You never pay a Workers’ Compensation attorney directly, as all fees are “contingent.” This means that the attorney does not receive a fee unless you receive an award. Generally, fees equate to approximately 15% of an award and must be approved by a Law Judge. The insurance company will withhold the fee from your award and issue it to your attorney directly, as directed by the Judge.
I am currently represented by a different law firm, but I would like you to represent me, what should I do?
You only need to call 1-800-LAW-1010 and tell us about your claim. If we believe we can assist you, we’ll send you the forms to sign and then ensure everything is filed with the Workers’ Compensation Board to place us on notice as your attorney of record.

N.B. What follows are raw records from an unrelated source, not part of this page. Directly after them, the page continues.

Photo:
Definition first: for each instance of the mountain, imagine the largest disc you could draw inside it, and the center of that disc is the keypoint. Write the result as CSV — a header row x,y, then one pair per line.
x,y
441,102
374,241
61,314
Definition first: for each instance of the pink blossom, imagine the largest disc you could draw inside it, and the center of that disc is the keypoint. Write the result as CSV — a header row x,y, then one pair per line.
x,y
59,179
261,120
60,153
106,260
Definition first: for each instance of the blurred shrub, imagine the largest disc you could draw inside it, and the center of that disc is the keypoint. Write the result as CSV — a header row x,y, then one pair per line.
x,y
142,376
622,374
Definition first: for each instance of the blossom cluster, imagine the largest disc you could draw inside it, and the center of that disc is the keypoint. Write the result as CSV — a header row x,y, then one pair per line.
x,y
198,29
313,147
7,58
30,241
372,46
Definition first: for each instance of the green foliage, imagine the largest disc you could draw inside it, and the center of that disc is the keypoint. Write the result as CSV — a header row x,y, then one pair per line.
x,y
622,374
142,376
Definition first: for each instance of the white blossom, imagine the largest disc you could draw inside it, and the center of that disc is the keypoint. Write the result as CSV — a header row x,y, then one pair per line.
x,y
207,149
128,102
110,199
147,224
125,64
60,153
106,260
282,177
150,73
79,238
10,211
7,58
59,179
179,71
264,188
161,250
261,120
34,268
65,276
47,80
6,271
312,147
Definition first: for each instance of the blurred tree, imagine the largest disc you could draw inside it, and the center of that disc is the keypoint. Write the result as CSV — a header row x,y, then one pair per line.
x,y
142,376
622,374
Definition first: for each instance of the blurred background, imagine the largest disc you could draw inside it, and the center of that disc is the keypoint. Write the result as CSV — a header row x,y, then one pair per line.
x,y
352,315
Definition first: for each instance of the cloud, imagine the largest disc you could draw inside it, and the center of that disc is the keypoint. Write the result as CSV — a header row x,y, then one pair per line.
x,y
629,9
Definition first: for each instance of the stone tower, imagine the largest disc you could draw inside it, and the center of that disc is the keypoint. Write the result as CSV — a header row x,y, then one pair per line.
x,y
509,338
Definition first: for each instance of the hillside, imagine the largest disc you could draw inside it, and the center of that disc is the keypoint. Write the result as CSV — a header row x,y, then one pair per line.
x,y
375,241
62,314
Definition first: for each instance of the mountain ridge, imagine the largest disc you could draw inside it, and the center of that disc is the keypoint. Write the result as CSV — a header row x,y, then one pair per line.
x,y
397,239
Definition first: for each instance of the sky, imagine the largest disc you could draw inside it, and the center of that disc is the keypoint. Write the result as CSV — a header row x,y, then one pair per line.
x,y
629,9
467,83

If your claim is established, you may be entitled to medical benefits and lost wage payments, as directed by the Workers’ Compensation Board. In certain instances, you may be entitled to a Schedule Loss of Use award or payments for your Loss of Wage Earning Capacity and a settlement may be negotiated to completely resolve your claim via a lump sum payment.
Can I be reimbursed for my travel (i.e., mileage) expenses to and from my medical visits (e.g., Doctor, Physical Therapy, Chiropractor, etc.)?
Yes, by filing a C-257 Form: Claimant’s Record of Medical and Travel Expenses and Request for Reimbursement. It is important that you keep track of each appointment you attend so that you can claim all of the reimbursement to which you are entitled.
If your claim is established, your employer’s Workers’ Compensation insurance carrier is responsible for the payment of all treatment authorized by the Workers’ Compensation Board, subject to the rates set in the New York State “Fee Schedule.”
Finally, if you have an attorney, you should follow his or her instructions, as the Workers’ Compensation system has strict rules and timelines that must be followed in order to ensure you receive the benefits to which you are entitled. Your attorney will be able to help you navigate the complex intricacies of the Workers’ Compensation system and handle issues such as:
- Attending hearings,
- Litigating the compensability of your claim,
- Setting your proper average weekly wage,
- Addressing concurrent employment,
- Medical depositions regarding your degree of disability,
- Labor market attachment trials,
- Treatment disputes,
- Your permanent impairment level,
- Reimbursement for mileage and out-of-pocket expenses,
- Drafting and filing appeals and rebuttals, and
- Negotiating a potential settlement of your claim.